Nella letteratura popolare, intorno a figure esemplari, in positivo o in negativo, si addensano saghe: nel mondo classico abbiamo serie di storie, come la Vita di Esopo, nel Medio Evo la saga di Marcolfo, nella nostra tradizione quella del Piovano Arlotto, di Bertoldo, del Gonnella, di Papa Galeazzo, di Giufà, e quasi ogni paese in Italia ha il suo eroe con la sua saga di racconti. La tradizione dotta ha forse il suo prototipo nelle Vite dei filosofi di Diogene Laerzio, una fortunata raccolta di fatti e detti sugli antichi filosofi, e via via nei vari libretti riguardanti le singole figure di pensatori, come Pitagora, Platone, Diogene.
Molta fortuna ebbe il libro di Aulo Gellio (II secolo d. C.) immenso archivio in venti libri di memorie antiche diffuso e conosciuto nel Medio Evo. Fu quello il tempo in cui il breve racconto edificante, detto anche miracolo, prese corpo intorno alle figure dei santi, soprattutto dei martiri con le passiones, oppure in vaste raccolte della letteratura agiografica in cui il più splendido esempio è la Leggenda aurea di Iacopo da Varazze. Questa materia sterminata si è trasferita nel corso dei secoli negli affreschi, nei dipinti, nelle sacre rappresentazioni ed è necessario averne conoscenza per interpretare l’arte figurativa del passato.
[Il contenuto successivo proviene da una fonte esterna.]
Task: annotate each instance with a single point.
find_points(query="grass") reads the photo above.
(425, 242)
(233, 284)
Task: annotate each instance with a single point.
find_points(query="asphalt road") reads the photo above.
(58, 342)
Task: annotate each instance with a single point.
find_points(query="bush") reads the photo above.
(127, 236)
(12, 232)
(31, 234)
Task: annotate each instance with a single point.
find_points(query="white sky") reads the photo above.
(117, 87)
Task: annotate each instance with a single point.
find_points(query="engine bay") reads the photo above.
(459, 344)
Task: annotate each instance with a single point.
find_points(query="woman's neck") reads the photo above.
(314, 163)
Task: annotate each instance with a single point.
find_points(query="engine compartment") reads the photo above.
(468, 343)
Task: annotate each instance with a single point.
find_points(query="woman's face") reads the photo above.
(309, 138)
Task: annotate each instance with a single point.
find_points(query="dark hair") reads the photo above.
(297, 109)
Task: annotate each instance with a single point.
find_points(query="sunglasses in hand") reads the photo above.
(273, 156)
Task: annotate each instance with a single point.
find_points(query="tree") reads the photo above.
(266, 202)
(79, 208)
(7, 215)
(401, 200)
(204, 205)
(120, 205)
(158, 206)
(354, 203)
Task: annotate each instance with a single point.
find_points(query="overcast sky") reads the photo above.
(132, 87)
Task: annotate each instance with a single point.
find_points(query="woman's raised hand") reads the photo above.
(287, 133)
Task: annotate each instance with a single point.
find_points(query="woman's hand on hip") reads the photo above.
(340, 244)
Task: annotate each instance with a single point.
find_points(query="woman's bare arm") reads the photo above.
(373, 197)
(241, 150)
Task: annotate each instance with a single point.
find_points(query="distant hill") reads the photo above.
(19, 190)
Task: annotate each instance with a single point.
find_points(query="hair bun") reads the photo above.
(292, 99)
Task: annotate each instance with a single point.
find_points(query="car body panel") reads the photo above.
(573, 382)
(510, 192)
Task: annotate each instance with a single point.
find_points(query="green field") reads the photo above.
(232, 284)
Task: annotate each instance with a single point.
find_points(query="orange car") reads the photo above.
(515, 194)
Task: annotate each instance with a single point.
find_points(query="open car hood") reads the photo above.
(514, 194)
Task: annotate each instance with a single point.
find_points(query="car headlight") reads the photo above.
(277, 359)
Il Settecento vide il fiorire di opere galanti costituite di questa materia, la quale in generale cominciò a cadere nelle mani di raccoglitori più sistematici. Già nel XVI secolo era apparsa un’immensa opera di Tomaso Garzoni (1549-1589): La piazza universale di tutte le professioni del mondo, arricchita da materiale aneddotico disposto secondo la sistematica dell’opera.
Lungo sarebbe seguire le innumerevoli pubblicazioni del nostro tempo. Citeremo solo l’opera ottocentesca più vasta, conosciuta e saccheggiata: Encyclopédiana Recueil d’anecdotes anciennes, modernes et contemporaines, J. Laisne Libraire-Èditeur, Paris s.i.d. Si tratta di un vero mare magnum senza sponde, senza fonti, senza indici, nel quale tutti coloro che hanno affrontato la materia, bene o male hanno dovuto navigare, a cominciare dal nostro Ferdinando Palazzi.